またまたの比較で恐縮ですが、スポーツスターSと比べて好印象だったのが旋回性の高さ。フロント160mm幅タイヤとフォワードコントロールステップがバイクの旋回性を損なわせてしまう点がスポーツスターSの難点なのですが、パワーが抑えられている側面があるとはいえ、100mm幅の細みタイヤにミッドコントロールステップという組み合わせだけで こうもライディングパフォーマンスが向上するものなのか、と感心させられましたナイトスター。
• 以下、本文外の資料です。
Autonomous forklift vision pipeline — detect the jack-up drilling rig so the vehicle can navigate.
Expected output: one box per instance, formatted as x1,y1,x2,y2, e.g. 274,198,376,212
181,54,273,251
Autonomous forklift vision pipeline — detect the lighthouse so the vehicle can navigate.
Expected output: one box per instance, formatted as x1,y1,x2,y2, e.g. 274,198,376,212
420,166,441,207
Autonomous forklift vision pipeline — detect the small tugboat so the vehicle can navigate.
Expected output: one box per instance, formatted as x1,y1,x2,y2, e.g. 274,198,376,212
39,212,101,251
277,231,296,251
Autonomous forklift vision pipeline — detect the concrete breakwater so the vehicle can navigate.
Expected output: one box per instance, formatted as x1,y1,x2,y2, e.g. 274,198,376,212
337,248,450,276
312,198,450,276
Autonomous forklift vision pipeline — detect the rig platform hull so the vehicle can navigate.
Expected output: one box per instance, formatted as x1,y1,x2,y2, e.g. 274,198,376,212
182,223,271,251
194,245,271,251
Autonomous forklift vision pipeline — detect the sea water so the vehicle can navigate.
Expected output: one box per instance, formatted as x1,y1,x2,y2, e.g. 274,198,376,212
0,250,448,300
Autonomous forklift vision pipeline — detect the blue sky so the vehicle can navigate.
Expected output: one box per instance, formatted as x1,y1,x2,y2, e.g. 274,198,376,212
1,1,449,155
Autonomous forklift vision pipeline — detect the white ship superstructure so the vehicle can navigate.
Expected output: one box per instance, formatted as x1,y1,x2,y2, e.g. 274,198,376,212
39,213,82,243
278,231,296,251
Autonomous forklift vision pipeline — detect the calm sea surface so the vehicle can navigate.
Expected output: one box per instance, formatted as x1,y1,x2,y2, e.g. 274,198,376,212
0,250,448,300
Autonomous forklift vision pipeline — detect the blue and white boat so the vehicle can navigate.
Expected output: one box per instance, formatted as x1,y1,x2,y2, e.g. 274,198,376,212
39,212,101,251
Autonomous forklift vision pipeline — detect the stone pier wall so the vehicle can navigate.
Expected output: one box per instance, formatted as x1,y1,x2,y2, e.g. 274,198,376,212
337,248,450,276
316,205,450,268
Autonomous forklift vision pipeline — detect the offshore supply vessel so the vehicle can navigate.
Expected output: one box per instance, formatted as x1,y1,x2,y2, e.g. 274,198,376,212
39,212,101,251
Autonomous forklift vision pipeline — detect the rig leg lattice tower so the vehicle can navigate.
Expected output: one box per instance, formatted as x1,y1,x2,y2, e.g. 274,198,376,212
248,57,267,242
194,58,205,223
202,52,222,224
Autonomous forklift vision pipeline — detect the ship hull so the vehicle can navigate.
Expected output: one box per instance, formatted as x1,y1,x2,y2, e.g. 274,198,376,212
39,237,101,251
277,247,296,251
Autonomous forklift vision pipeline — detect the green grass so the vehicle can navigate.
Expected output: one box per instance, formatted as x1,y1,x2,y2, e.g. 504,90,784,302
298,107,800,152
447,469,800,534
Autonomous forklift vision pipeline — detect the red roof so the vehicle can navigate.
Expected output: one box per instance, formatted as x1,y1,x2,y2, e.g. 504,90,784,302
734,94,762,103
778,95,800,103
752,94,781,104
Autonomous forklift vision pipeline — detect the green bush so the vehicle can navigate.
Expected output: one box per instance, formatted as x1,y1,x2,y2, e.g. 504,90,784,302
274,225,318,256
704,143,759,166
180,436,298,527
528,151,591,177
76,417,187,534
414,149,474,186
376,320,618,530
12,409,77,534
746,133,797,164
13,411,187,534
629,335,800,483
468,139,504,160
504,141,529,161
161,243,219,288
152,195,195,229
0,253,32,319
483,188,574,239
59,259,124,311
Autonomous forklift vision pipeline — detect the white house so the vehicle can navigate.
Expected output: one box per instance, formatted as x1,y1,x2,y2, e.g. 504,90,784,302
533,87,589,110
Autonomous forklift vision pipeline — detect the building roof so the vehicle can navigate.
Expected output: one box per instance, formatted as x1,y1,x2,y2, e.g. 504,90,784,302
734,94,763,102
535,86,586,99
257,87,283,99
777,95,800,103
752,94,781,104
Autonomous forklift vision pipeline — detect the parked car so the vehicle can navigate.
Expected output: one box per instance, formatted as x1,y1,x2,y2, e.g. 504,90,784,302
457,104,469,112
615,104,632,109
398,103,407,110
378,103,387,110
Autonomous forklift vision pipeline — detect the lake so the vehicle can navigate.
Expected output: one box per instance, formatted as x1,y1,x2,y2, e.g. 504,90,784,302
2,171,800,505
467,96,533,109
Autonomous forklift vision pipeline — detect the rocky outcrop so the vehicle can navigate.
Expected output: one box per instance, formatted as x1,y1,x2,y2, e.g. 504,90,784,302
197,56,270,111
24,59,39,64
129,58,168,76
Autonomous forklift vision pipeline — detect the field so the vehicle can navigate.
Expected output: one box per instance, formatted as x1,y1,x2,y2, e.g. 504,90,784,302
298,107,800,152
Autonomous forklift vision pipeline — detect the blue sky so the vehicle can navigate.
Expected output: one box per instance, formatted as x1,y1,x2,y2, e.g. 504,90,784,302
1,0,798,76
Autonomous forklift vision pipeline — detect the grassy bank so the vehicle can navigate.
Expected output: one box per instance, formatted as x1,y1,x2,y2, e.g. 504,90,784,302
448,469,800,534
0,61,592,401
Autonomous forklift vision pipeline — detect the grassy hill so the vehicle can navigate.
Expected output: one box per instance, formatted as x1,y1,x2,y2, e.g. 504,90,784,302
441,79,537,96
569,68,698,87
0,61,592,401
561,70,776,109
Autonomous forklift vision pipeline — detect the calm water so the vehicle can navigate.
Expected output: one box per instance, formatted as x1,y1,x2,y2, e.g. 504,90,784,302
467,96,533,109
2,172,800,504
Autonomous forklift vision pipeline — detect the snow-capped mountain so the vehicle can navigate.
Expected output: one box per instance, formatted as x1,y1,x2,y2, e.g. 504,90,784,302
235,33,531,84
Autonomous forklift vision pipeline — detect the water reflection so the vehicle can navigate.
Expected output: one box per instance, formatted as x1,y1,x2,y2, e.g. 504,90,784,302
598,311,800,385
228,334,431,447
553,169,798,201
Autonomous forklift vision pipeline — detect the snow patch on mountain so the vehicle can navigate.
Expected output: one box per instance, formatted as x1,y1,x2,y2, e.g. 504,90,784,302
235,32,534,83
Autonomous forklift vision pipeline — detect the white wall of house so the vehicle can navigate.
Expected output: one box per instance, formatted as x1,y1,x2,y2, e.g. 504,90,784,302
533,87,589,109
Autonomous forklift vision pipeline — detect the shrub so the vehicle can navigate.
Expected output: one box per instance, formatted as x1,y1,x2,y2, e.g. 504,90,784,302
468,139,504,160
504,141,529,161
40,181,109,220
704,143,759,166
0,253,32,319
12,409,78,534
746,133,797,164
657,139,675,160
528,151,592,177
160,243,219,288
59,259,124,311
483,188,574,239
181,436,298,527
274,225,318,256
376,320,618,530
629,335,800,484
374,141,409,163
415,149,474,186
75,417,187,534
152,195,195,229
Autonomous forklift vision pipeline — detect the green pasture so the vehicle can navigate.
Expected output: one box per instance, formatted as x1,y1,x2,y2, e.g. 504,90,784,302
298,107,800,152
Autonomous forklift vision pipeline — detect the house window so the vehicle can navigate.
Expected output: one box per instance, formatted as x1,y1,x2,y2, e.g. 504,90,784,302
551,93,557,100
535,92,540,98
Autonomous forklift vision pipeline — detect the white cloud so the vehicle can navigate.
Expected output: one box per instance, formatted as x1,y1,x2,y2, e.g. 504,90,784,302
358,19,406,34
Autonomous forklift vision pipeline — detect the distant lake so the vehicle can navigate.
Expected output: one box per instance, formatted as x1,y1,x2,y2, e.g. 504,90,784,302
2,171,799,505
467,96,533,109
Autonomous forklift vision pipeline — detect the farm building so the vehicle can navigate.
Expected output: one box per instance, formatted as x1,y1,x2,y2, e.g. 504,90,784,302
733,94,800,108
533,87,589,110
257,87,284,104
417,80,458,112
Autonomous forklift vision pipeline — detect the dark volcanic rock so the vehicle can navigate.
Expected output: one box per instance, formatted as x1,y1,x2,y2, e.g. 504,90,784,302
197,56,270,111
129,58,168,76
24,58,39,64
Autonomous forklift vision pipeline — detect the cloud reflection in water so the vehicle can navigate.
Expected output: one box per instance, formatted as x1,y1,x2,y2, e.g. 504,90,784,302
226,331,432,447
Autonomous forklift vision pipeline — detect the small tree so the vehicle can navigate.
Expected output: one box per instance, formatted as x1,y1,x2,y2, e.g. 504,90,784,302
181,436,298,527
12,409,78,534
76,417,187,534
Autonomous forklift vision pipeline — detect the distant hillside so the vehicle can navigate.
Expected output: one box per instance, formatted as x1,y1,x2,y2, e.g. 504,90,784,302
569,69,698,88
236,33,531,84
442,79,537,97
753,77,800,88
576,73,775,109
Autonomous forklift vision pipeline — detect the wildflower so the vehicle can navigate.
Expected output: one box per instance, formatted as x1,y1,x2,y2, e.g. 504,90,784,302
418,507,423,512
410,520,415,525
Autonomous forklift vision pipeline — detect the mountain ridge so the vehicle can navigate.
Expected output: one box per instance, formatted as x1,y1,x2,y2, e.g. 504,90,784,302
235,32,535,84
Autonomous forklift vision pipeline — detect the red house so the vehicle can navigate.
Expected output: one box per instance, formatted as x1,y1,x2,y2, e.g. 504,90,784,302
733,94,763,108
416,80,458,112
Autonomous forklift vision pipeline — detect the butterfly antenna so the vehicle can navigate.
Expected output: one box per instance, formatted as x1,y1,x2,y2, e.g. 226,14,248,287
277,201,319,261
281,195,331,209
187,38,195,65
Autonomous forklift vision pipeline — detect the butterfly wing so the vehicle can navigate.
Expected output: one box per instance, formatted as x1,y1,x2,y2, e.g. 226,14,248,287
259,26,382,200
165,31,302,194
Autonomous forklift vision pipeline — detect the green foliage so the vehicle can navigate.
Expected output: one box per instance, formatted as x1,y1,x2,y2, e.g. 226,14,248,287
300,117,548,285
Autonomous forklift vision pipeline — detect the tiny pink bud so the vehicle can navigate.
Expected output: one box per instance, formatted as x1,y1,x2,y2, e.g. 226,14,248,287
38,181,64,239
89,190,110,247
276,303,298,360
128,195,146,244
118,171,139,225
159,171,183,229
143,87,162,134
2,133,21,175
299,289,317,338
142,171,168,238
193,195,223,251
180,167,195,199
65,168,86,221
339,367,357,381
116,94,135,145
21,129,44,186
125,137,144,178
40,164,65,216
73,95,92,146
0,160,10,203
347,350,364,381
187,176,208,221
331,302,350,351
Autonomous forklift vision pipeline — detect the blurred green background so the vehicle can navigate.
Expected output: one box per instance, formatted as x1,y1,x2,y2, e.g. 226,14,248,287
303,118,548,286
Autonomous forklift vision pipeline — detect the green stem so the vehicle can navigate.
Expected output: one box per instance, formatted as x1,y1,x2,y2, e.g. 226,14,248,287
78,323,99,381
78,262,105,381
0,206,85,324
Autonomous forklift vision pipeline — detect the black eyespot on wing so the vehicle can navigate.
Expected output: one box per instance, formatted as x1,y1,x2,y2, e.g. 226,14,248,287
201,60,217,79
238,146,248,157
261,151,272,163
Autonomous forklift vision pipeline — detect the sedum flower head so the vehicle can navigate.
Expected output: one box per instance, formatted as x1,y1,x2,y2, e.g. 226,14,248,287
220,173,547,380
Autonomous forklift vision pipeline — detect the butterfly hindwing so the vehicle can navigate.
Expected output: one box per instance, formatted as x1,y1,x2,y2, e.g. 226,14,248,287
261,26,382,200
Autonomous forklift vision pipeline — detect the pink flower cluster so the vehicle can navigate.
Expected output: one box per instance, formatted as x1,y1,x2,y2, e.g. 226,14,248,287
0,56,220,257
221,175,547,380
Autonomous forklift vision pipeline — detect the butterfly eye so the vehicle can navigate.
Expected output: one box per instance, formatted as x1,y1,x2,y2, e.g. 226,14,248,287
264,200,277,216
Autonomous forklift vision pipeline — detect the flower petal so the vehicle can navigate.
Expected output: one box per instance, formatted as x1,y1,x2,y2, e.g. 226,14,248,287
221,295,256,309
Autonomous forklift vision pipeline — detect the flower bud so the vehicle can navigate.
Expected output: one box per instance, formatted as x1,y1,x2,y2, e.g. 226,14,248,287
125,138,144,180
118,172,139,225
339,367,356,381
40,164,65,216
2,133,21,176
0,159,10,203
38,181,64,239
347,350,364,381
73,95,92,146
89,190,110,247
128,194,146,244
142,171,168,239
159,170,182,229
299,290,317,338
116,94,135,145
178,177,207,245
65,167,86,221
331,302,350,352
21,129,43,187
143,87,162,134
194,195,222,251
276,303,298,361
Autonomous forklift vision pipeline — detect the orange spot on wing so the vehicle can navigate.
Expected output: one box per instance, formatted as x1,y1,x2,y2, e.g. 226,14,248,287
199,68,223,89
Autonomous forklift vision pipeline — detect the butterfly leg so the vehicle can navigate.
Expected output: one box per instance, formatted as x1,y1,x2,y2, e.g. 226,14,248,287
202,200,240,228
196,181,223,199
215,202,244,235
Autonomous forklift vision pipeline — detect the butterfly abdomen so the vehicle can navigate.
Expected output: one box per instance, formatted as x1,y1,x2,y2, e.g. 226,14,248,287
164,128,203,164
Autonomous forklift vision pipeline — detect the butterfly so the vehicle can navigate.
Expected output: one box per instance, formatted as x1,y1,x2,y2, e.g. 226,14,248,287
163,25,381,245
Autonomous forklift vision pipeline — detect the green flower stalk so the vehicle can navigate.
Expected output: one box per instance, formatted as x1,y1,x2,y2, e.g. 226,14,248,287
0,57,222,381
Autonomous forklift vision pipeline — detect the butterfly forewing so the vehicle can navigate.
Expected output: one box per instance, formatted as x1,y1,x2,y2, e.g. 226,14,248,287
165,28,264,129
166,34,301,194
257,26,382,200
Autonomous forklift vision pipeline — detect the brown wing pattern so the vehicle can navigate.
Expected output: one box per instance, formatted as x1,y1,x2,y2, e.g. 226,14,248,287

特にリア側ですが、ブレーキングの甘さが少し気になったところ。個体差なのかもしれませんが、ナイトスターオーナーは前後ブレーキをバランスよく使いながらコントロールするよう心掛けられると良いかと思います。
まとめ
人気モデルであったフォーティーエイトをフォーカスしたスポーツスターSに対して、新型の水冷エンジンでありながら往年のスポーツスターをモディファイしたシルエットで姿を現したナイトスター。特にリアエンドのツインショックとフレームの組み合わせなど、クルーザーとしての側面を持ち合わせていたラバーマウント・スポーツスターの良いところを備えていることから、スポーツクルーザーとして正常進化したマシンだという印象を強く受けました。ツーリング向きかスポーツライド向きか、どちらにも振り切れるし どちらに振っても楽しませてくれる懐の深さがあるナイトスター。オールドファンであっても、これに乗れば新しいハーレーダビッドソンに対する印象が変わるはず———ぜひ一度実車に触れてみてほしいと思います。